Seen from the perspective of regulatory policy, demands for the SNB to directly finance government tasks are therefore to be clearly rejected. The SNB's monetary policy must not be driven by profit or loss. These are just by-products of our monetary policy. Our mandate is to conduct a monetary policy that ensures price stability in the medium and long term while taking due account of economic developments. Price stability is the most important contribution the SNB can make to our country. The SNB will therefore continue to advocate a framework for monetary policy based on the principles of regulatory policy.
The challenge of ensuring price stability
Ladies and gentlemen, the current global situation highlights the importance of central banks' focus on price stability. The monetary policy environment has changed considerably due to the pandemic and the war in Ukraine. After years of expansionary monetary policy aimed at preventing inflation from falling too low, the central banks of many countries are today faced with the challenge of fighting inflation that is too high. I will therefore close by saying a few words about the SNB's current monetary policy.
Inflation in Switzerland is lower than abroad. However, in this country, too, it has still increased much more than was generally expected. At 3.5%, it is at its highest level since the 1990s. It is considerably above the range the SNB equates with price stability, namely between 0% and 2% over the medium term.

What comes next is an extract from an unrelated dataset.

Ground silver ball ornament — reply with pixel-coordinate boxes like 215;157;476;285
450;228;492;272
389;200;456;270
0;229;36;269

How is the SNB handling this situation? We made our initial response to the emerging inflationary pressure already in the final months of last year. At the time, both inflation and also our inflation forecast were still at a low level. Abroad, however, inflation had already increased markedly. In order to reduce the inflationary pressure from abroad, at our monetary policy assessment in December 2021 we announced that the SNB would allow the Swiss franc to appreciate to a certain extent in nominal terms. The Swiss franc appreciated nominally by around 4% between autumn 2021 and spring 2022, making imports cheaper and so countering the general increase in prices. In June 2022, we then raised the SNB policy rate by half a percentage point to -0.25%. Yesterday, we tightened our monetary policy further and raised the SNB policy rate by 0.75 percentage points to 0.5%. It cannot be ruled out that further increases in the SNB policy rate will be necessary to ensure price stability over the medium term. To provide appropriate monetary conditions, we are also willing to be active in the foreign exchange market as necessary.

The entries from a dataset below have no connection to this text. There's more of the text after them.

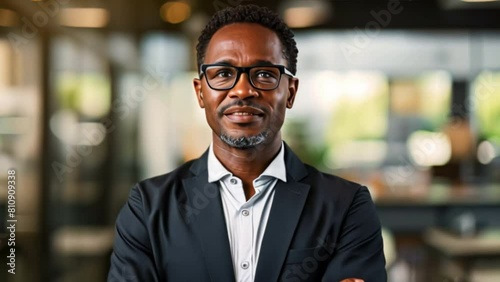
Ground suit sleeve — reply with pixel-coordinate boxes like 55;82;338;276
108;185;160;282
322;186;387;282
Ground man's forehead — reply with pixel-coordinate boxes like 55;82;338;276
204;23;285;64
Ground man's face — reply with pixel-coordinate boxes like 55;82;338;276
193;23;298;149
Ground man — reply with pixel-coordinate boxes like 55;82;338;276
108;5;386;282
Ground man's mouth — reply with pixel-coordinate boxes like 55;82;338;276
223;105;265;116
229;112;261;116
223;106;264;123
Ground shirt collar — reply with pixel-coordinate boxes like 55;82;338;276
207;142;287;183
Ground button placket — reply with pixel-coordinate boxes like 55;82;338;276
238;204;253;278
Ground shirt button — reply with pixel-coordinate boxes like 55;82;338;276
241;261;249;269
230;178;237;185
242;210;250;216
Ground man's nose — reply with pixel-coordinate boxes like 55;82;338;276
228;73;258;99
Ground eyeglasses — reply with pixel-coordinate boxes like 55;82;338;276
200;63;294;91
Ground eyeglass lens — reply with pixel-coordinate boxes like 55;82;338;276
205;66;282;90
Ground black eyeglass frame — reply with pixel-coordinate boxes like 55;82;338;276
199;63;295;91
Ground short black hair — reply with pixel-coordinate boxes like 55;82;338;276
196;4;298;75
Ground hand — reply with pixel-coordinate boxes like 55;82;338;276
340;279;364;282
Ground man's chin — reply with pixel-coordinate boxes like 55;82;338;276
220;132;268;149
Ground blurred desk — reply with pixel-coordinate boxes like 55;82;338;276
423;227;500;281
424;227;500;258
52;226;114;282
374;184;500;233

Our tighter monetary policy is countering the renewed rise in inflationary pressure and the spread of inflation to goods and services that have so far been less affected. For there are growing signs that higher prices are increasingly spreading to goods and services that are not directly affected by the war in Ukraine or the consequences of the pandemic. In addition, energy prices have continued to rise overall and are increasing inflationary pressure in many sectors. This heightens the risk of second-roundeffects.
Ladies and gentlemen, the inflation and economic outlook remains subject to high uncertainty. Ensuring price stability is a challenge and demands the full attention of the SNB.